Richard Wolf, USA TODAY Published 6:57 a.m. ET July 7, 2019 | Updated 10:43 a.m. ET July 9, 2019
President Donald Trump escalated his attacks on Obamacare, a day after his administration asked a federal court to strike down the entire law. Speaking in the Oval Office, he said Republicans “will be the party of great health care.” (March 27) AP
WASHINGTON – Pop quiz: The Affordable Care Act became law in 2010, was upheld by the Supreme Court in 2012 and 2015, and has survived dozens of repeal efforts in Congress. So is it finally safe?
Answer: Not yet.
The latest threat looms in New Orleans, where a three-judge panel of the U.S. Court of Appeals for the Fifth Circuit will hear 90 minutes of oral argument Tuesday in a challenge that threatens the law’s key features – and possibly the entire 974-page statute.
We have been here before: in 2012, when the Supreme Court ruled 5-4 that the law, known as Obamacare, was constitutional under Congress’ power of taxation; and again in 2015, when it saved the law’s critical tax credits in federal as well as state insurance exchanges.
But in December, federal District Judge Reed O’Connor ruled that by repealing the tax on people who refuse to buy insurance, Congress in 2017 rendered the individual mandate unconstitutional and, by extension, the law itself. The repeal was included in the $1.5 trillion tax cut pushed through the Republican-controlled Congress and signed by President Donald Trump.
That ruling has not been implemented pending appeal, but the implications are huge. If the law is wiped out, so too would be insurance for 20 million people, protection for people with preexisting conditions, subsidies for low-income people, Medicaid expansions in many states, coverage for young adults up to age 26 and more.
Now comes Step 2 of the latest court battle, one that could bring the Affordable Care Act yet again to the Supreme Court.
On one side are the Trump administration and 18 states, led by Texas, that agree with O’Connor’s decision and want the law dismantled. On the other side are the U.S. House of Representatives and 16 states, led by California, seeking to have that ruling reversed. A threshold question is whether the House, and possibly the liberal states, have the required legal authority to defend a law the federal government is not defending.
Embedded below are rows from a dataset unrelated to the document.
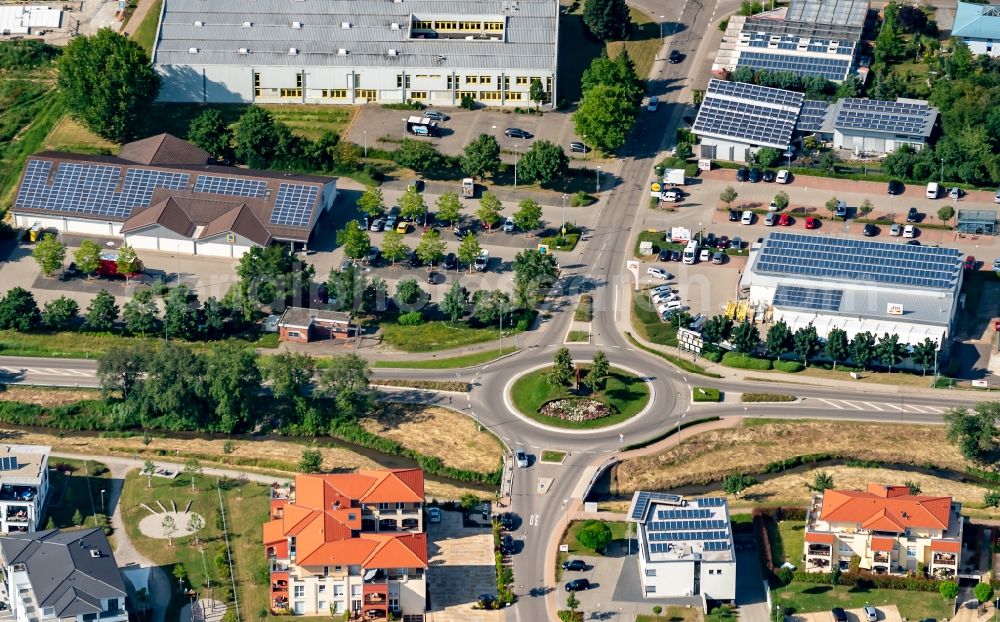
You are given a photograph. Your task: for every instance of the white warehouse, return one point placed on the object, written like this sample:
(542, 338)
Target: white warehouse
(359, 51)
(685, 547)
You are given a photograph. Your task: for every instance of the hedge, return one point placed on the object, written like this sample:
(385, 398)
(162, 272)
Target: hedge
(745, 361)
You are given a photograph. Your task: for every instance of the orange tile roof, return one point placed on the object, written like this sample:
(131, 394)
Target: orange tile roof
(885, 508)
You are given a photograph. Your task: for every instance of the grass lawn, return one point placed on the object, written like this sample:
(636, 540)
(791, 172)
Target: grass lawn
(246, 509)
(804, 597)
(625, 393)
(642, 45)
(454, 362)
(647, 322)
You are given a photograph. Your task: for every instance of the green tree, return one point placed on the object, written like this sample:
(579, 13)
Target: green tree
(735, 483)
(606, 115)
(779, 339)
(594, 535)
(354, 239)
(925, 354)
(371, 201)
(599, 368)
(18, 310)
(821, 481)
(545, 163)
(180, 313)
(108, 83)
(767, 156)
(233, 380)
(448, 207)
(121, 369)
(101, 313)
(88, 257)
(311, 461)
(528, 216)
(393, 247)
(863, 349)
(562, 370)
(59, 314)
(431, 247)
(607, 20)
(836, 346)
(468, 250)
(888, 350)
(948, 589)
(210, 131)
(140, 313)
(455, 301)
(805, 343)
(781, 200)
(489, 209)
(481, 157)
(49, 253)
(746, 338)
(946, 213)
(728, 195)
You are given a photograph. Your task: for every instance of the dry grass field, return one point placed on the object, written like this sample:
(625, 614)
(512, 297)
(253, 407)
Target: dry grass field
(438, 432)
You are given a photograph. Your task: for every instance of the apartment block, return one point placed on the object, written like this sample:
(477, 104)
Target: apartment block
(889, 529)
(349, 543)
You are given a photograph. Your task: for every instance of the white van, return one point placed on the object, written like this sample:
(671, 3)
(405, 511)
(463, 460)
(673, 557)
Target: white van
(690, 253)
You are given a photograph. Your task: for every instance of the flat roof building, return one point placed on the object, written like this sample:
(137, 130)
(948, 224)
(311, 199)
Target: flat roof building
(351, 52)
(685, 546)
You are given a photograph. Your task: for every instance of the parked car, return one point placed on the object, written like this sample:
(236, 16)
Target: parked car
(659, 273)
(577, 585)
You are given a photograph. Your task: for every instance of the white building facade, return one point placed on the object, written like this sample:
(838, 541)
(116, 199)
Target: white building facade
(340, 52)
(685, 546)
Hearing the two sides will be a three-judge panel that includes two judges chosen by Republican presidents and one by a Democrat. If its decision eventually goes to the full appeals court, that too is dominated by GOP presidents’ choices.
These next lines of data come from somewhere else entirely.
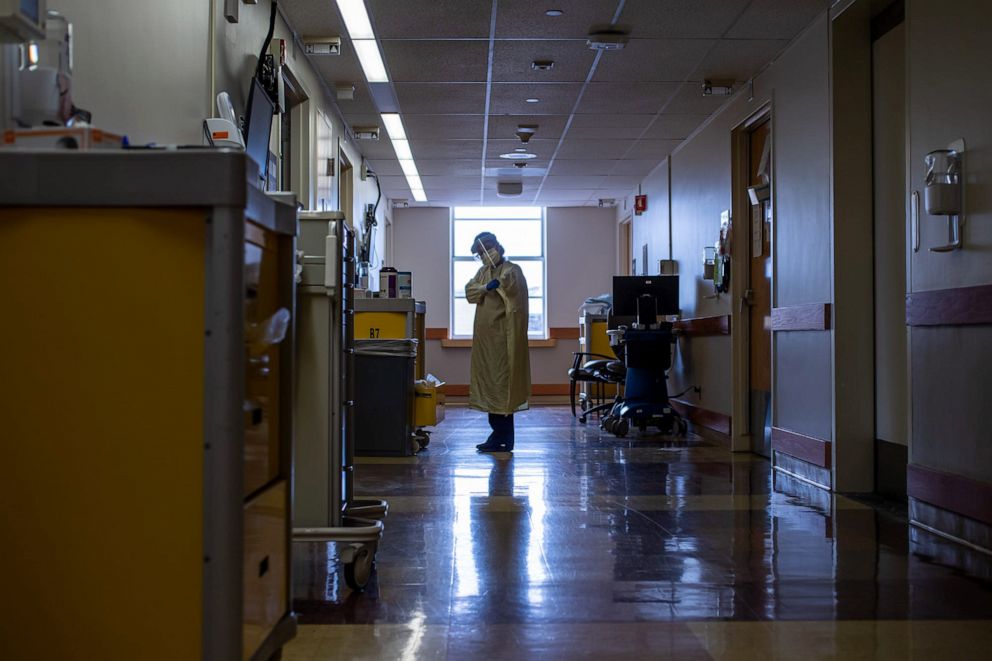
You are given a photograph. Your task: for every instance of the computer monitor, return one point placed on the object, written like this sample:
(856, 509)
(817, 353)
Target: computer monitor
(628, 288)
(259, 130)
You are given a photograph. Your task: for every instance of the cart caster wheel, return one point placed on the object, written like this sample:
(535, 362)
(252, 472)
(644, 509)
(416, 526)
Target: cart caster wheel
(358, 572)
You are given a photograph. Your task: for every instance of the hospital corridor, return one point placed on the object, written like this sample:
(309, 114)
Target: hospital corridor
(495, 329)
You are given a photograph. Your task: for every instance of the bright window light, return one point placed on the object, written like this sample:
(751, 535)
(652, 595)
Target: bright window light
(394, 125)
(402, 149)
(371, 60)
(356, 19)
(501, 213)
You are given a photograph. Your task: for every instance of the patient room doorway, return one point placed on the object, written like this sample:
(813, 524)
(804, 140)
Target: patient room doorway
(753, 215)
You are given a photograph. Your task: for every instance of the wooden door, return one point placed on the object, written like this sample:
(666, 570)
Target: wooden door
(758, 225)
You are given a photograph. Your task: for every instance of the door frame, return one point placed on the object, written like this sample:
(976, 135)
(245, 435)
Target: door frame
(740, 267)
(625, 228)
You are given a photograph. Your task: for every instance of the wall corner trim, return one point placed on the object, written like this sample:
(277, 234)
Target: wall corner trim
(813, 317)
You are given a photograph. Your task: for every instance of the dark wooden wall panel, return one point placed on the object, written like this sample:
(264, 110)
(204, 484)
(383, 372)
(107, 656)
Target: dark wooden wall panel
(954, 493)
(950, 307)
(697, 415)
(815, 451)
(704, 326)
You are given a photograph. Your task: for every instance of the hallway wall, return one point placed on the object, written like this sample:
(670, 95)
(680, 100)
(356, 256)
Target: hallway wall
(581, 249)
(797, 87)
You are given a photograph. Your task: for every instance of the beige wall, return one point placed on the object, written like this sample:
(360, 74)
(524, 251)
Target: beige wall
(949, 94)
(581, 250)
(798, 88)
The betting line among most legal experts is that a decision reversing the trial judge and allowing the health care law to survive would not be heard by the Supreme Court, which already has spoken on the law’s constitutionality. But if the appeals court agrees that the law should be struck down, the high court is virtually certain to hear an appeal – possibly next year.
‘The last leg it stood on’
The battle lines were three-sided before the December district court ruling. While the two sets of states argued for the Affordable Care Act’s survival or demise, the Trump administration wanted only the individual mandate and associated insurance changes quashed, including protections and cost controls for people with preexisting conditions.
In his decision, O’Connor said the intentions of both the 2010 and 2017 Congresses had to be considered. “The former enacted the ACA,” he said. “The latter sawed off the last leg it stood on.”
Since then, the administration has joined the conservative states in calling for the entire law to be dismantled. Assembling something to take its place would be left to Congress and individual states.
“In the district court, the Department of Justice took the position that the remainder of the ACA was severable,” government lawyers told the appeals court. “But upon further consideration and review of the district court’s opinion, it is the position of the United States that the balance of the ACA also is inseverable and must be struck down.”
That’s the position of Texas and other conservative states. “In the end, the ACA is a naked command to buy an insurance product the government deems suitable,” Texas Solicitor General Kyle Hawkins argued in court papers.
“Bereft of penalties, the mandate now raises no revenue and therefore cannot by any conceivable definition be considered a tax,” he added. “Stripped of its tax status, the individual mandate is nothing more than an unconstitutional congressional mandate to purchase health insurance.”
‘Thrown into chaos’
Lawyers for California and other liberal-leaning states defend the law first by stating its policy achievements. “The health of millions of Americans has improved,” they said in court papers.
By eliminating the tax penalty for those who do not buy insurance, Congress in 2017 merely subtracted a requirement without harming anyone, the states argued.
“A provision that offers individuals a choice between buying health insurance and suffering no legal consequences for not doing so neither imposes any legal injury nor violates the Constitution,” California Attorney General Xavier Becerra said.
Donald Verrilli, the former U.S. solicitor general who successfully defended the health care law at the Supreme Court in 2012 and 2015, is representing the House of Representatives in the latest case. He said O’Connor’s ruling, if allowed to stand, would be “devastating.”
“Millions of Americans will be denied affordable health care. Insurance costs will skyrocket. Medicare recipients will face steep increases in the price of drugs and other services,” Verrilli warned in court papers. “The nation’s healthcare system will be thrown into chaos.”